We also tend to trust our first impressions, even if they’re contrary to later experience. A study released in January showed that we let first impressions establish the “rule,” and treat later contrary experiences as “contextual exceptions.” We maintain the first impression “rule” in general and apply the later experience “exceptions” only in the limited context where they happened. That colleague who seemed arrogant when we met at the office remains a jerk-in-general, even though he’s nice-in-context based on a later experience at a company picnic, nice-in-context based on later experience of a shared project, etc.
It’s not just our brains. We also get plenty of help toward ignorance. In unSpun, Brooks Jackson and Kathleen Hall Jamieson of the Annenberg Public Policy Center offer a list of tactics that advertisers, public relations firms, and political groups use to confuse us, including:
- Misnomers – How big is a “large” California olive? Not very. “Large” is the third smallest of seven sizes of olives, ranging from “small” to “super colossal.”
- Weasel Words – “Up to 50% off” may mean no savings at all. “Some say” may mean only the person who just said it.
- Eye Candy – Vision trumps hearing. Show us a happy woman walking her dog in the park, and most of us won’t even hear the list of side effects for the antidepressant that supposedly made her happy.

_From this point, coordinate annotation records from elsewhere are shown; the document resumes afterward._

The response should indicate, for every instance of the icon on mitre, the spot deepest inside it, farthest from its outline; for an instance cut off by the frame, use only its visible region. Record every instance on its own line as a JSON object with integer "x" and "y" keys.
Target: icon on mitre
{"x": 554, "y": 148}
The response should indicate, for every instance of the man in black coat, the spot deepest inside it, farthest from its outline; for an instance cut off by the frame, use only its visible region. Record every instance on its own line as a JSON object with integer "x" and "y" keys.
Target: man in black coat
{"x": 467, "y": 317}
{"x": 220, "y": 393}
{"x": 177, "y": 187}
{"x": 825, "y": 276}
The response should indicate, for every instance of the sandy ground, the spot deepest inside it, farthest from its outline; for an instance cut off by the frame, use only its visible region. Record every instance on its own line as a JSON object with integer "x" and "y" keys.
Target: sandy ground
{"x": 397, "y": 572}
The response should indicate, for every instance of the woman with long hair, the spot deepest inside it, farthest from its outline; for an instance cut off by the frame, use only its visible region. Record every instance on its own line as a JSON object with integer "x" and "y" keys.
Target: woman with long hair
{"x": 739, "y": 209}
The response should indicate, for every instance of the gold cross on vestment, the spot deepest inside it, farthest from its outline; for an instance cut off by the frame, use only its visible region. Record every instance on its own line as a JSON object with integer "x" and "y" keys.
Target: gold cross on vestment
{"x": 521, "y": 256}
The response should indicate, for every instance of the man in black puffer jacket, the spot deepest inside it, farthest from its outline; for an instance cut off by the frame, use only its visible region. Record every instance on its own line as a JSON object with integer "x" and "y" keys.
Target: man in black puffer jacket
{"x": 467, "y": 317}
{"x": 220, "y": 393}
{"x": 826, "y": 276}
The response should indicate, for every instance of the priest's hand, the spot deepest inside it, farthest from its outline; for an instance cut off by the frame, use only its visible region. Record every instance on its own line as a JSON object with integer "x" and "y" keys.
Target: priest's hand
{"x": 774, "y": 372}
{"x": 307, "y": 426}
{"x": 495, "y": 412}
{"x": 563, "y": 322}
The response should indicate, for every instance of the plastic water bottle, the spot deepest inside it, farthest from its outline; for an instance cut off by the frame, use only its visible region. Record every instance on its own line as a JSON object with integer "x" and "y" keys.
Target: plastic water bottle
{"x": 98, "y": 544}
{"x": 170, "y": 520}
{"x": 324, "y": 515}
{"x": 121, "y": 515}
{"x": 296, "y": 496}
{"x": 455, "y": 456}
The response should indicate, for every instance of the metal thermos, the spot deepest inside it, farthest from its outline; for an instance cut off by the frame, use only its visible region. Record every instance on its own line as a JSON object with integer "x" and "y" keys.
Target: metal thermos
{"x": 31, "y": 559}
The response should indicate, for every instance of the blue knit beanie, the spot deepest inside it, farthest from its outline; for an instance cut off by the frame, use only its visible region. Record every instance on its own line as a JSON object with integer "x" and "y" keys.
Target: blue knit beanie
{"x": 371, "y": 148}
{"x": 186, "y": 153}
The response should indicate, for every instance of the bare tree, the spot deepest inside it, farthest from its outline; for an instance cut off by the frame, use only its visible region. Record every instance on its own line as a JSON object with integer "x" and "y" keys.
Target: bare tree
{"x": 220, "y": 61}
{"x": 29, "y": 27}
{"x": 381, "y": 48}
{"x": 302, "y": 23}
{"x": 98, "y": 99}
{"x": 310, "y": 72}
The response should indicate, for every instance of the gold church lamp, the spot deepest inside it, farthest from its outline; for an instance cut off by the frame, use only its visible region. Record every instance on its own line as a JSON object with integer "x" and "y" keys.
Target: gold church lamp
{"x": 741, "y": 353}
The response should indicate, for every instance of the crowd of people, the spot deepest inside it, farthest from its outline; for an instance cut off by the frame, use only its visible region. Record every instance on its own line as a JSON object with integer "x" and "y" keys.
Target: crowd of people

- “Average” Often Isn’t – The “average” Bush tax cut was $1586, but most individuals got only $300. Averages can be skewed by a few huge outliers.
- Baseline Bluff – Retailers often mark up an item above the intended sale price, so they can advertise a “discount.” So do politicians.
- Literally True, But – In 1991, Stouffer’s advertised their Lean Cuisine meals as “always less than 1 gram of sodium per entrée.” Literally true, but … one gram of sodium is almost half the FDA’s daily recommended amount (2.3 grams).
- Implied Lie – The maker of the Ab Force belt never said it would reduce off your waistline. He just showed pictures of people with trim waists and washboard abdominal muscles … holding the Ab Force belt.
The Dangers of Common Ignorance
Some ignorant notions are harmless. But some aren’t. For example, in a 1997 survey, most women thought breast cancer was the number one killer. No one lied, but extensive media coverage and the availability heuristic had pushed breast cancer to the top of women’s minds. In fact, women are nine times more likely to die of heart disease, and most women didn’t know the warning signs for a heart attack for women … which differ from those for men.
Media stories about adolescent sex have a similar effect. A 2005 University of California found only 13.5% of 9th graders had experienced vaginal sex, but they thought 41% of their classmates had … and 26% hoped to have vaginal sex within the next six months. A 2003 James Madison University study found a similar pattern among college students; most students did not want to have sex on a first date, but believed most of their classmates would. Such false beliefs create implicit pressure toward “common” behaviors that aren’t common at all.
We’re all prone to common ignorance. And we’re even more prone to political ignorance, as we’ll see tomorrow.